Leaders of West African nations discussed the setting up of a joint force to combat extremists in the region, the Economic Community of West African States (ECOWAS) said Saturday. The heads of about a dozen states were meeting in Dakar, Senegal for the 49th session of the regional economic body.
“We must constantly reconcile the free movement of people and goods with security measures,” Marcel Alain de Souza of Benin, the new president of the body, said at the opening, according to the Associated Press. “The multiplication of the number of zones of terrorism in our space obliges us to share information on all activities and to coordinate and mobilize our resources.”
The decision to send a technical mission to Gambia ahead of the country’s impending December elections was also taken at the meeting. Gambia has been criticized for its recent brutal crackdown on rights to freedom of expression and peaceful assembly. In the light of these events, the body called for a free and fair vote, and dialogue with the opposition.

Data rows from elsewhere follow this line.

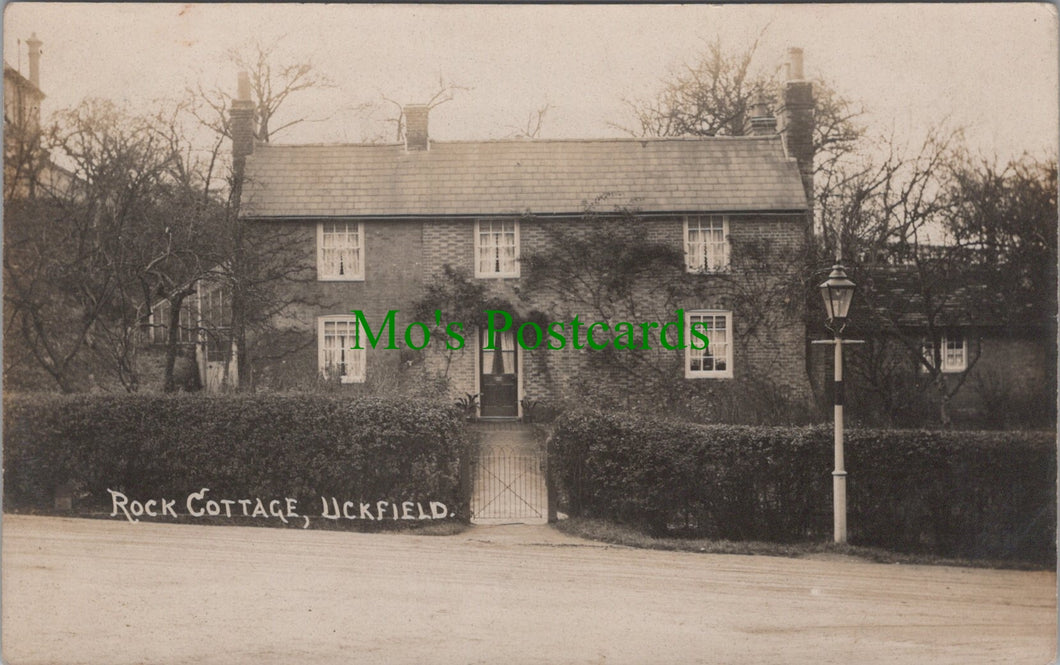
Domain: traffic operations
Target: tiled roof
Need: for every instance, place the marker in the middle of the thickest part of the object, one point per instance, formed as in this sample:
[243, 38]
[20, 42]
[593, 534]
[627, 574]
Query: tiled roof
[518, 176]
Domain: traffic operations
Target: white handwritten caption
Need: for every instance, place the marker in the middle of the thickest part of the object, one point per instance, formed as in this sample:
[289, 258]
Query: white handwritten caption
[285, 509]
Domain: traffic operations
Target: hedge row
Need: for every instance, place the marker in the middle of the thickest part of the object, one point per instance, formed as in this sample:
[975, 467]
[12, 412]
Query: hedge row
[972, 494]
[240, 447]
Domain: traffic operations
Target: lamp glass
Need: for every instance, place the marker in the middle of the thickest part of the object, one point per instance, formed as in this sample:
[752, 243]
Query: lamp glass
[837, 291]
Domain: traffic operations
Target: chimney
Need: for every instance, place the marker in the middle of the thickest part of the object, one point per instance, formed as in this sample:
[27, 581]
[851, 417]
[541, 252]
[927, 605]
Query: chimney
[242, 120]
[760, 121]
[796, 119]
[34, 45]
[416, 127]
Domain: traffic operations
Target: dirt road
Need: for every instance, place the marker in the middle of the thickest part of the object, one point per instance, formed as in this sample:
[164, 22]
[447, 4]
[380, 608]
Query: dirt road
[109, 592]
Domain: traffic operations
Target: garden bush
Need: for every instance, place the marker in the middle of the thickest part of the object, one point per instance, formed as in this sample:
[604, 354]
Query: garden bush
[255, 445]
[971, 494]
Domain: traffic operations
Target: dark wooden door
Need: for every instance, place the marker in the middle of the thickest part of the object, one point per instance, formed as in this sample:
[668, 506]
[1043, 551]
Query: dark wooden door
[499, 381]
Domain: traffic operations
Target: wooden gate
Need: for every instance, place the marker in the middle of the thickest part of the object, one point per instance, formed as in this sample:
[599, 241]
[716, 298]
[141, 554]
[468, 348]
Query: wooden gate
[509, 486]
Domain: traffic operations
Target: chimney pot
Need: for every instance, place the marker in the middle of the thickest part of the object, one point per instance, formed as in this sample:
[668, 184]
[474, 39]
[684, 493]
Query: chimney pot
[416, 127]
[34, 46]
[794, 64]
[243, 87]
[797, 121]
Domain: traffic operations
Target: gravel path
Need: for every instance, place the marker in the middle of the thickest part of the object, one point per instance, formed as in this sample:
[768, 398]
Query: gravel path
[109, 592]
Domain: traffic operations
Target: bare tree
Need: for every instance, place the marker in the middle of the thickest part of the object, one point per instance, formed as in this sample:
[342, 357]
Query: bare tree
[445, 91]
[533, 124]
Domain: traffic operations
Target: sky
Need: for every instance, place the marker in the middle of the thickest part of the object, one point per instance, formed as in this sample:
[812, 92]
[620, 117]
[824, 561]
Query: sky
[991, 68]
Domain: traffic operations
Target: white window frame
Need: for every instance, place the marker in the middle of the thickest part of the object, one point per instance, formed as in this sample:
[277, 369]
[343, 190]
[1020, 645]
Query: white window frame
[950, 365]
[358, 356]
[323, 274]
[690, 346]
[696, 255]
[479, 248]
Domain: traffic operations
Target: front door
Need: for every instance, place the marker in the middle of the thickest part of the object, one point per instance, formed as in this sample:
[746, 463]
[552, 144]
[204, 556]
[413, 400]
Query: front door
[498, 380]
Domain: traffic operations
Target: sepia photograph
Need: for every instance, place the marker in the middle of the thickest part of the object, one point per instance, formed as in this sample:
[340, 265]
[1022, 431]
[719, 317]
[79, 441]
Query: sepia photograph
[529, 333]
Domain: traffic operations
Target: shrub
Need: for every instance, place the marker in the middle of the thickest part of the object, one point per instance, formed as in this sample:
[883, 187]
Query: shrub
[257, 445]
[982, 494]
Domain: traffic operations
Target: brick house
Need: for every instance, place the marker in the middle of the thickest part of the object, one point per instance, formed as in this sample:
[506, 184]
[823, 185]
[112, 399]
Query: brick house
[375, 224]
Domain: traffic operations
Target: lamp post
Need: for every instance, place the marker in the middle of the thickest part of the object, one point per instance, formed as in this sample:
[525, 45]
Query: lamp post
[837, 291]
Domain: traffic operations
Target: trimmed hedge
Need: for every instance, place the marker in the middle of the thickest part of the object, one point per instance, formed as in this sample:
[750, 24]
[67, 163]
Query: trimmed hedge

The region faces an increased threat of extremism due to the presence of local terrorist outfits and major attacks by al Qaeda-linked militants in Mali, Burkina Faso and Ivory Coast.
The Nigeria-based Boko Haram, which has declared its support for the Islamic State group, has also wrecked havoc in Cameroon, Niger and Chad with a wave of bombings, assassinations and abductions. The group’s ideology states that it is “haram,” or forbidden for Muslims to associate with the West and it is fighting to overthrow the current government and set up an Islamic state.
At least 30 soldiers from Niger and two from Nigeria were killed Friday in a Boko Haram attack on Niger's border with Nigeria. The Niger defense ministry reportedly said that at least 67 were wounded.
In six years, extremism promoted by the outfit has left at least 20,000 people dead while over 2.6 million have been left homeless. Boko Haram killed more people than ISIS, according to the Global Terrorism Index 2015.
The outgoing chairman of the ECOWAS, Senegalese President Macky Sall, called for resources to be combined to successfully tackle the problem of extremism. Nobel Peace Prize winner and Liberian President Ellen Johnson Sirleaf was chosen to replace Sall at Saturday’s meeting.